Base cases: Empty strings.

def edit_distance(s1, s2):
    dp = [[0] * (len(s2) + 1) for _ in range(len(s1) + 1)]
    for i in range(len(s1) + 1):
        dp[i][0] = i
    for j in range(len(s2) + 1):
        dp[0][j] = j
    for i in range(1, len(s1) + 1):
        for j in range(1, len(s2) + 1):
            if s1[i - 1] == s2[j - 1]:
                dp[i][j] = dp[i - 1][j - 1]
            else:
                dp[i][j] = 1 + min(dp[i - 1][j], dp[i][j - 1], dp[i - 1][j - 1])
    return dp[len(s1)][len(s2)]

Knapsack Pattern

0/1 Knapsack

Each item can either be included or excluded.
Recurrence: dp[i][w] = max(dp[i-1][w], value[i] + dp[i-1][w - weight[i]])

Unbounded Knapsack

Each item can be included multiple times.
Recurrence: dp[i][w] = max(dp[i-1][w], value[i] + dp[i][w - weight[i]])

Variations

Subset Sum, Partition Equal Subset Sum, etc. Often involve modifying the knapsack recurrence.

Optimization Techniques

Space Optimization

Reducing Space Complexity

In some DP problems, you only need the previous row or column to compute the current one. In these cases, you can reduce space complexity by using only two rows or columns instead of storing the entire table.

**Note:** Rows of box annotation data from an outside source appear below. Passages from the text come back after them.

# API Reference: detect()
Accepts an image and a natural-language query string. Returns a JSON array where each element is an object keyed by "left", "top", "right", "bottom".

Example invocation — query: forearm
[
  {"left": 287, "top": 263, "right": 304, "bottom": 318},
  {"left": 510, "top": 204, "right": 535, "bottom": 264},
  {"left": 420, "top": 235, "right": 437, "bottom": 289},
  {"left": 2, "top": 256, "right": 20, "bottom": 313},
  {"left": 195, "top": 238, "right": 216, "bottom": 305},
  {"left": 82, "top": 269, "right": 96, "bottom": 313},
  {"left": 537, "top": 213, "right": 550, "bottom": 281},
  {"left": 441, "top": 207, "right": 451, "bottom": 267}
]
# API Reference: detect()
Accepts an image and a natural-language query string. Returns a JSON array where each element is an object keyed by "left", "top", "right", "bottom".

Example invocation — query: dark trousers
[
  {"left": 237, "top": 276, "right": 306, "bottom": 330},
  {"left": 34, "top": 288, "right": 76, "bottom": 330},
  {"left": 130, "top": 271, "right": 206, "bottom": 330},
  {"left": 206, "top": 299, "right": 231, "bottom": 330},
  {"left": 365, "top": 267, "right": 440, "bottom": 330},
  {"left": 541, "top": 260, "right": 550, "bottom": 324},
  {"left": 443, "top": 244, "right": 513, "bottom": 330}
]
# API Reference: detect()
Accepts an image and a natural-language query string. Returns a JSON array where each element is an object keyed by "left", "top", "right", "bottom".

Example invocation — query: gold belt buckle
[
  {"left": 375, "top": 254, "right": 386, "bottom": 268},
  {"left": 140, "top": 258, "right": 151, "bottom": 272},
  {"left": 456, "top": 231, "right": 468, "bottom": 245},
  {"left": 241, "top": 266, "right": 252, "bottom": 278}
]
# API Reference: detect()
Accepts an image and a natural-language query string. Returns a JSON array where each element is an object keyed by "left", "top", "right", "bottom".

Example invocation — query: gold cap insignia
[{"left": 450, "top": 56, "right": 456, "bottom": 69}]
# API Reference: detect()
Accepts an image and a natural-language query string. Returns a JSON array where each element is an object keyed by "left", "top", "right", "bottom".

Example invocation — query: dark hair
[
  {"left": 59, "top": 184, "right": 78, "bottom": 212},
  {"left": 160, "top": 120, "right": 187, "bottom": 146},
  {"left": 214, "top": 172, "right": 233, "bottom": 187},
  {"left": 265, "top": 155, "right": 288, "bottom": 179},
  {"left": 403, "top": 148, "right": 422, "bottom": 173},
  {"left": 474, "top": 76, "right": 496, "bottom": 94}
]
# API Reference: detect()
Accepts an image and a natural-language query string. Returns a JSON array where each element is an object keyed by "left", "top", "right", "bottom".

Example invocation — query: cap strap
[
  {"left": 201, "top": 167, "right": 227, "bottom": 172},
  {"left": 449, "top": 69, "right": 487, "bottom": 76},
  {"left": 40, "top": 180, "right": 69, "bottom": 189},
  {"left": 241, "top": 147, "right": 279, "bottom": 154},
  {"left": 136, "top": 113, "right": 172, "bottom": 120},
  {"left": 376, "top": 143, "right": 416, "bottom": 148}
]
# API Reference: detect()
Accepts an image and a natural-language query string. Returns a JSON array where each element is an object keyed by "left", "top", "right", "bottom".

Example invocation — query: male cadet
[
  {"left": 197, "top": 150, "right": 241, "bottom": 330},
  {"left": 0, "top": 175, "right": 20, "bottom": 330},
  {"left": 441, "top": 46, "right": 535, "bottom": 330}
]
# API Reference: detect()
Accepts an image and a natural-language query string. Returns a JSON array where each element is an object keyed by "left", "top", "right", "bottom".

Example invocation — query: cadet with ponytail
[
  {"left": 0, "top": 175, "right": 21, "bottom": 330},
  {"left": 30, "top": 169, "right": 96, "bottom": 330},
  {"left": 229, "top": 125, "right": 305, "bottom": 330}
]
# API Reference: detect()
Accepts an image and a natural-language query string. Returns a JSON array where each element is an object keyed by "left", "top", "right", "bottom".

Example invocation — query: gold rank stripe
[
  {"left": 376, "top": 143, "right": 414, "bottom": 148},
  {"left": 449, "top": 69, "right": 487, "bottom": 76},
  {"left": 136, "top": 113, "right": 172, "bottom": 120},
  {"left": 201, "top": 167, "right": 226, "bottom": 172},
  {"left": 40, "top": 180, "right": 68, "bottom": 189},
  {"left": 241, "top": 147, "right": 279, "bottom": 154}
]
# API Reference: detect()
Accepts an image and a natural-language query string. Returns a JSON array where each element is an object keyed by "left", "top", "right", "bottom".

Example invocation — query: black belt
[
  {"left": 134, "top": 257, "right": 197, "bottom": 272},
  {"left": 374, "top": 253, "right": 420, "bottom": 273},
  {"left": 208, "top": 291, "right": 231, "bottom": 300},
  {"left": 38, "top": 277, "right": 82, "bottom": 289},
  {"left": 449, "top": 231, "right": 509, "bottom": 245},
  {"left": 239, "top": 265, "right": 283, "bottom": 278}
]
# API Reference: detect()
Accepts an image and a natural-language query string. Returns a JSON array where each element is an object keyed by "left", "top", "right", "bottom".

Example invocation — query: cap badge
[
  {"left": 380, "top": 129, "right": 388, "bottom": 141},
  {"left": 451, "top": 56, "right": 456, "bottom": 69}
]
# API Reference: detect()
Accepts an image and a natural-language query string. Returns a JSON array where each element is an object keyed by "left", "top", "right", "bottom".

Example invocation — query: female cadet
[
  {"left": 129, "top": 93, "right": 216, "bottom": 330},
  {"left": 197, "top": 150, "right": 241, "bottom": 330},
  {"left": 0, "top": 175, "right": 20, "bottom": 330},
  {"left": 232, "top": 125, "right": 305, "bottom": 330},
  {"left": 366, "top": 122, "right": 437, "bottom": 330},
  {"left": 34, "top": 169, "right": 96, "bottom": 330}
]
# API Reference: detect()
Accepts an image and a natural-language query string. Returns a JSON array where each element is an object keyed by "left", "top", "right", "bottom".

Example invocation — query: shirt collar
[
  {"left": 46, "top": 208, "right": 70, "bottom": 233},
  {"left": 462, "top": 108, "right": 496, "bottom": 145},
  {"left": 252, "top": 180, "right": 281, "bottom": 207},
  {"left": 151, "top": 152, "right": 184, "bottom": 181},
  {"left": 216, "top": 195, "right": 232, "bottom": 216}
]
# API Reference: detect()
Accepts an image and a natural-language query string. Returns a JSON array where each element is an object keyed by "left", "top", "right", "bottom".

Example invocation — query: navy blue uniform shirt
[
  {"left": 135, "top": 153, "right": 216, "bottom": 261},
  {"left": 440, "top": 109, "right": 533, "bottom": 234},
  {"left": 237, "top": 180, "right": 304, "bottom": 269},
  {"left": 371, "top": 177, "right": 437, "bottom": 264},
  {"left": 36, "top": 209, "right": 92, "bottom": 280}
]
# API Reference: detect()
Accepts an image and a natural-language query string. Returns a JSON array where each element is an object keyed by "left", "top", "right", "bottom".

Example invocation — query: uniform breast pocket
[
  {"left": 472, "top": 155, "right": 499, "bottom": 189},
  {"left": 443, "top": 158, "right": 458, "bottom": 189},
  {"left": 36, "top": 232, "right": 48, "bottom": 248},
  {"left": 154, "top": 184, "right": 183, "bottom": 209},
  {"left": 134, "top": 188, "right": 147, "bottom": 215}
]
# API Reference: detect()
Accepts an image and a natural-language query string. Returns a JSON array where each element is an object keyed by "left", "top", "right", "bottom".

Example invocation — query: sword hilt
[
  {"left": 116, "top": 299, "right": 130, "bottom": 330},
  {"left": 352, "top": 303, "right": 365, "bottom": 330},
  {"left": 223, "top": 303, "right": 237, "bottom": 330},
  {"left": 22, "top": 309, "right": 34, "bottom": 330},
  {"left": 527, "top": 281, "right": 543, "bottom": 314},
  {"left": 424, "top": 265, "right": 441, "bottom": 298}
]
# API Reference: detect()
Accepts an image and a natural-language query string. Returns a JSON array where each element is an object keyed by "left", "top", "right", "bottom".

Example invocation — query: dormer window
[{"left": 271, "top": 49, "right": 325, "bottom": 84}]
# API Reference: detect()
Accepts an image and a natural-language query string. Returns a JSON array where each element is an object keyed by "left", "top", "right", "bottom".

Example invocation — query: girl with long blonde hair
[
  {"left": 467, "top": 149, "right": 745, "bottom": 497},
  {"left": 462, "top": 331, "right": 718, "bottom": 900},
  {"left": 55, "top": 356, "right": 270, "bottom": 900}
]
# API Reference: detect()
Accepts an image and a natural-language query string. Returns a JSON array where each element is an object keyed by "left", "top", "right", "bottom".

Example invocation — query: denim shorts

Example: Fibonacci (Space Optimized)

def fibonacci_space_optimized(n):
    if n <= 1:
        return n
    a, b = 0, 1
    for _ in range(2, n + 1):
        a, b = b, a + b
    return b

Time Optimization

Avoiding Redundant Calculations

Memoization is a key technique to avoid recomputing the same subproblems. Ensure your base cases are correctly defined to prevent infinite recursion.

Careful Recurrence Design

A well-defined recurrence relation can significantly impact the time complexity. Consider alternative formulations that might lead to faster computation.

Bitmasking

When to Use

When the problem involves sets or subsets of elements, and the size of the set is relatively small (<= 20).

Representation

Represent a set as an integer, where the ith bit is 1 if the ith element is in the set, and 0 otherwise.

Example

Traveling Salesman Problem (TSP) variations, Set Cover Problem.

Practice Problems

Classic Problems

  • Longest Common Subsequence (LCS)
  • Longest Increasing Subsequence (LIS)
  • Coin Change Problem
  • Rod Cutting Problem

Medium Difficulty

  • Maximum Subarray Problem (Kadane’s Algorithm)
  • Word Break Problem
  • Minimum Cost Path in a Grid

Hard Difficulty

  • Regular Expression Matching
  • Edit Distance with Constraints
  • Matrix Chain Multiplication

Tips for Interview Prep

  • Understand the Problem: Clarify constraints and edge cases.
  • Explain Your Approach: Articulate your thought process clearly.
  • Write Clean Code: Pay attention to variable names, comments, and code structure.
  • Test Thoroughly: Test with various inputs, including edge cases.
  • Analyze Complexity: Determine time and space complexity.